"By working yourself to death? By pushing everyone away?"
Through my office door, I catch movement. Nora at her desk, organizing files with that focused intensity she brings to everything.
"Damiano Feretti's going to want a meeting soon," Lorenzo continues. "About the casino, about business moving forward. You can't avoid that forever either."
"I'm not avoiding anything."
The line goes dead silent. I can hear his fucking disappointment across the city.
"I have to go. Shipment coming in tonight."
"Pietro—"
I end the call.
The Torrino shipment. Two million in product hidden in furniture crates. The documentation has to be perfect—customs forms, bills of lading, everything that makes us look legitimate while we move enough cocaine to supply half of Chicago.
I could handle it myself. Should handle it myself.
Instead, I open my office door. "We need to review the Torrino paperwork."
Nora looks up from her computer, and for a second neither of us moves.

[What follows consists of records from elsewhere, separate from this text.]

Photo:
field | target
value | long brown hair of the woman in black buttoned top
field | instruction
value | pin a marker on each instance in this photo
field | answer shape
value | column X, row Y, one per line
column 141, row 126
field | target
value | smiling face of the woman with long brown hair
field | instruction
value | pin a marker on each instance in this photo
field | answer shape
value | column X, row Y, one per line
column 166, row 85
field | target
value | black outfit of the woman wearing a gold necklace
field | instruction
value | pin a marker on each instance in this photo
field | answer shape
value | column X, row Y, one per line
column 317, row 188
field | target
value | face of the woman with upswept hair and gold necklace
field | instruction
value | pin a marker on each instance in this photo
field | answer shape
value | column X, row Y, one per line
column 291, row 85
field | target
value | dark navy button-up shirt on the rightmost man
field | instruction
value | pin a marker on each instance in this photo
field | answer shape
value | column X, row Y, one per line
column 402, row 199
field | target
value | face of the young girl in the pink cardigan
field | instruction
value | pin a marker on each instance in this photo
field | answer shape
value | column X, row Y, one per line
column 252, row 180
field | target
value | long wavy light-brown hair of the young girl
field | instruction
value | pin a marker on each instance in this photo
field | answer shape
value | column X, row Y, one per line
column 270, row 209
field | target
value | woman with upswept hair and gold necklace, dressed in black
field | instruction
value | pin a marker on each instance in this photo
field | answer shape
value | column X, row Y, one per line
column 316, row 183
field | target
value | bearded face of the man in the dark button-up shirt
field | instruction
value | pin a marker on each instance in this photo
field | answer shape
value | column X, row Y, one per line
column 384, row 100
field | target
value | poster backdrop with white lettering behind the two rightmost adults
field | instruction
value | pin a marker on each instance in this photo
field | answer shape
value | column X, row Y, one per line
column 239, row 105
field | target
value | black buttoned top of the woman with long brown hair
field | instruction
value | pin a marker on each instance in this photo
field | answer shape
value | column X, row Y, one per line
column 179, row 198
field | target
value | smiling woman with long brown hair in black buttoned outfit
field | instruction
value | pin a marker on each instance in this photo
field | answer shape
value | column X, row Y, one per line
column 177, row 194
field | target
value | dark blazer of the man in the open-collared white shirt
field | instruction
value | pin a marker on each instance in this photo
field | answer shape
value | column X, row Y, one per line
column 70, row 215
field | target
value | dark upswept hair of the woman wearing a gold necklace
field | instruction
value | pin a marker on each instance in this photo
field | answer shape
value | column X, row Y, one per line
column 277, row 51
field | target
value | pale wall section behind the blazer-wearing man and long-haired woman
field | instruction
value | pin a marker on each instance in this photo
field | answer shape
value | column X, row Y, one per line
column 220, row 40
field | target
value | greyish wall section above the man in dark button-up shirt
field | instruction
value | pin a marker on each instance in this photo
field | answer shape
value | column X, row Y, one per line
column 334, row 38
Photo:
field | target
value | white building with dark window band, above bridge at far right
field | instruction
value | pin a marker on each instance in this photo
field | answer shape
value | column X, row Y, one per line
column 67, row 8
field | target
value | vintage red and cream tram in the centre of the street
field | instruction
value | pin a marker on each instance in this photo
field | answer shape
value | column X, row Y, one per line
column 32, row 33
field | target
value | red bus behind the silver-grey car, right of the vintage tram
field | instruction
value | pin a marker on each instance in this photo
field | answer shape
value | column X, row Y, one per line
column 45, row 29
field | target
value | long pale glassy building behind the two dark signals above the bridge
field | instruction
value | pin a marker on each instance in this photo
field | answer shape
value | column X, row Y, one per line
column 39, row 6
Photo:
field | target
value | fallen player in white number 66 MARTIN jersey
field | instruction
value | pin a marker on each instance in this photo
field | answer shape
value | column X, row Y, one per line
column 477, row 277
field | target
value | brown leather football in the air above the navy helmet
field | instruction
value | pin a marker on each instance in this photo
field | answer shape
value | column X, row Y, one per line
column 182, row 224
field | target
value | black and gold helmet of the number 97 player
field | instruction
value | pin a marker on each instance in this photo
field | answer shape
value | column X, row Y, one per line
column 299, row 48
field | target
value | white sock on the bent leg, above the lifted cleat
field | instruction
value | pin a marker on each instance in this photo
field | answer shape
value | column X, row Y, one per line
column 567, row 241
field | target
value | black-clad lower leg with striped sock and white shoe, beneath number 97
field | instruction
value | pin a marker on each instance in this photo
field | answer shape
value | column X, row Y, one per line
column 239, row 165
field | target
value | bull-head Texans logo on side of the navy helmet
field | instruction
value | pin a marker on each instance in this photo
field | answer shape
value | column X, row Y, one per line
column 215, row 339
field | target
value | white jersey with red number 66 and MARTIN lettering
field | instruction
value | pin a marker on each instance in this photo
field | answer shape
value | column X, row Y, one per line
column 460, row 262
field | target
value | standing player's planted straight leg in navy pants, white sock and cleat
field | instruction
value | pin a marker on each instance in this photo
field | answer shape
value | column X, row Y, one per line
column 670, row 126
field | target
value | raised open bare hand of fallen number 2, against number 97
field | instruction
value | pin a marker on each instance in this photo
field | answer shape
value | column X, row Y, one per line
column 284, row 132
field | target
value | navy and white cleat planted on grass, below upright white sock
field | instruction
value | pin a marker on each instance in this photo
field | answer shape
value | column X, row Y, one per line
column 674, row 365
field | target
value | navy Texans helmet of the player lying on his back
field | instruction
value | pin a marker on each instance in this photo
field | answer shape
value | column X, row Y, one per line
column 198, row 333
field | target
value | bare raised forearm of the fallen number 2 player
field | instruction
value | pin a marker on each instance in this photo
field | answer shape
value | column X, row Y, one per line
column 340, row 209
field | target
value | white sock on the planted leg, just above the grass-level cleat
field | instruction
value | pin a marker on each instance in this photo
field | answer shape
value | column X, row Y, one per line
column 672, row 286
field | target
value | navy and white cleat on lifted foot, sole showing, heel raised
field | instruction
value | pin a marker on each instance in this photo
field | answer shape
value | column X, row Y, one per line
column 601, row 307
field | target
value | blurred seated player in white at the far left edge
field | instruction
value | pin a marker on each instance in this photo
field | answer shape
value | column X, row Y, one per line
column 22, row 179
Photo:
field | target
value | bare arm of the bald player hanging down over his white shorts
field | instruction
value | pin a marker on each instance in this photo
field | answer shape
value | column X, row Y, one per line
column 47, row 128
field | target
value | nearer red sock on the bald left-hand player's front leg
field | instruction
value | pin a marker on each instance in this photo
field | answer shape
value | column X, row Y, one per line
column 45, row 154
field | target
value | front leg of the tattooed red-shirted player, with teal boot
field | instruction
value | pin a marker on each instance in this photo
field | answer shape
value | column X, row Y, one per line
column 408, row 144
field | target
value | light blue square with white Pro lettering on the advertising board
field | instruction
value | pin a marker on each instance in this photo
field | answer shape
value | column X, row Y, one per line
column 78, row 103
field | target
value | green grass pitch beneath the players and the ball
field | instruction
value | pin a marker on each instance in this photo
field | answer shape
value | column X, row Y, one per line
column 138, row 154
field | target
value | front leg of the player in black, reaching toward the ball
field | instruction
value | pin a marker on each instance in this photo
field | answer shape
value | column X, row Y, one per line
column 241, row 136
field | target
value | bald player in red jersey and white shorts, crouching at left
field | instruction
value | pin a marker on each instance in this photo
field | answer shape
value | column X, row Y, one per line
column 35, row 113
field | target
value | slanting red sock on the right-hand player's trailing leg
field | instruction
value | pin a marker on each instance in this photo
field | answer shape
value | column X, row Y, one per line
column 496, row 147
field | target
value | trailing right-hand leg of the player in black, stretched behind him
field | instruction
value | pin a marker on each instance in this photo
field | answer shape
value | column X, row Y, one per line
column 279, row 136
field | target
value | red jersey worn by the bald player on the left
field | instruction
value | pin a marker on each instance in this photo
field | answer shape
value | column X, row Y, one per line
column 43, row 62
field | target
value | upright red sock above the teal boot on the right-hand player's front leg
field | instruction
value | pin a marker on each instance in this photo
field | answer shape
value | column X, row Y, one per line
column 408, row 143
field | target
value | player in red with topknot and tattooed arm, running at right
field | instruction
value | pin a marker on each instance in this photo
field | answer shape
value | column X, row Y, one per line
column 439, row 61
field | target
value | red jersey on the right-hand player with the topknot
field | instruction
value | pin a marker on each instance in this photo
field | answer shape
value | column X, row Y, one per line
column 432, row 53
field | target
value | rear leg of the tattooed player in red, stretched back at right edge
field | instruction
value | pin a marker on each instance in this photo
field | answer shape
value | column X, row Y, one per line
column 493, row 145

Three days of distance evaporate in that single glance.
"Of course." She gathers her tablet and follows me inside.
The door closes with a soft click that feels like a trap springing shut.
"Everything's here." She spreads the documents across my desk—manifests, customs declarations, receipts. "But there's a discrepancy in the weight calculations. Dock records show eight thousand pounds, but the manifest lists seventy-five hundred."
Her finger traces the numbers. I force myself to focus on the papers, not the curve of her wrist, not the way she leans forward, bringing her scent into my space.
"Someone's skimming." "Or the dock weight's wrong." She pulls up another screen on her tablet. "But if we cross-reference with the fuel consumption records from the ship..." Her fingers fly across the screen. "No. You're right. Someone's taking five hundred pounds between dock and warehouse."
She's brilliant. Fucking brilliant. And standing close enough that I can count the freckles across her nose.
"I'll handle it." I step back, needing distance. "Pull everyone's schedules who had access to that shipment."
"Already done." She hands me a printed list. Our fingers brush. It's not electricity. It's fire. A brand on my skin that sears a path straight to my groin.
Neither of us pulls away.
One second. Two.
She withdraws her hand first, but slowly, fingers trailing across mine in a way that's definitely not accidental.
"I'll get the security footage from those dates." Her voice comes out rough.
"Good."
But neither of us moves.
The air between us crackles with three days of forced distance, three days of wanting what I can't have. Her tongue darts out to wet her lips, and the last thread of my control goes taut, ready to snap.
"I should go." She doesn't move.
"You should."
Her eyes drop to my mouth. Just for a second.